Rohatyn, born in Vienna to a Jewish family, spent much of his childhood as a refugee from the Nazis. Intense, driven and discreet, he worked as a banker and adviser to corporate clients at New York’s Lazard Frères & Co.

He socialized at the nexus of financial and political power, and in 1997 became President Bill Clinton’s ambassador to France.

Early in his Lazard career in corporate buyouts and mergers, he had to go to night school to learn to read a balance sheet.

He quickly took the lead in negotiatin­g debt-fuelled megadeals and complex restructur­ings. He participat­ed in Kohlberg Kravis Roberts’ leveraged buyout of RJR Nabisco in 1986, which led to massive management payouts. (He would later criticize extreme levels of debt as a threat to the economy and criticize Wall Street for its culture of “rampant greed.”)

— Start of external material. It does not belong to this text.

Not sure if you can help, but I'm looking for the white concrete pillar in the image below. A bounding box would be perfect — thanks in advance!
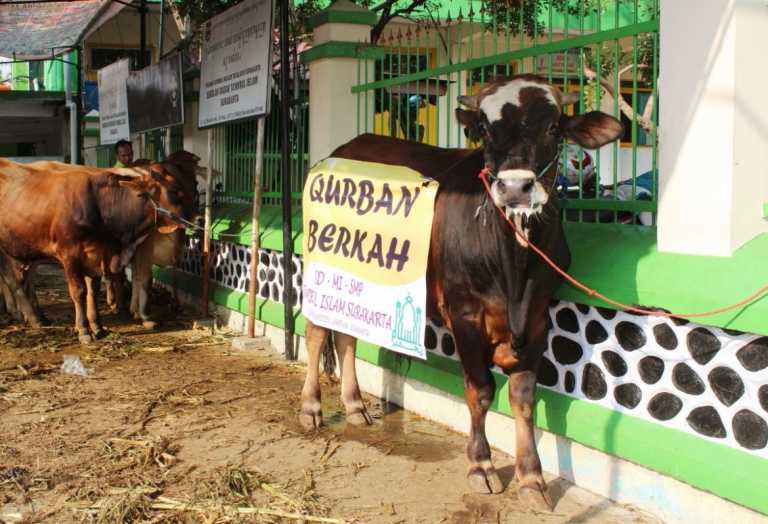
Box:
[301,0,377,165]
[658,0,768,256]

Rohatyn was perhaps best remembered as the “wizard” who stepped in — unpaid — to rescue New York from death by debt.

In 1975, the city was swamped with $6 billion in short-term debt, and at the invitation of New York Gov. Hugh Carey, Rohatyn took the lead role in what became the Municipal Assistance Corp., which included business leaders but no politician­s. Rohatyn thought the assignment would last three weeks, but he oversaw the city’s finances for 18 years.

The MAC persuaded unions to invest part of their pension funds in MAC bonds, to agree to a 20 per cent cut in the municipal workforce over five years, and got bankers to defer $1.6 billion in debt.

MAC sold almost $10 billion in bonds, paid off its debt in 2008 and shut down.

Felix George Rohatyn was born May 29, 1928. Rohatyn’s first marriage, to Jeannette Streit, ended in divorce. In 1979, he married Elizabeth Fly Vagliano. She died in 2016. Survivors include three sons from his first marriage, a stepdaught­er and six grandchild­ren.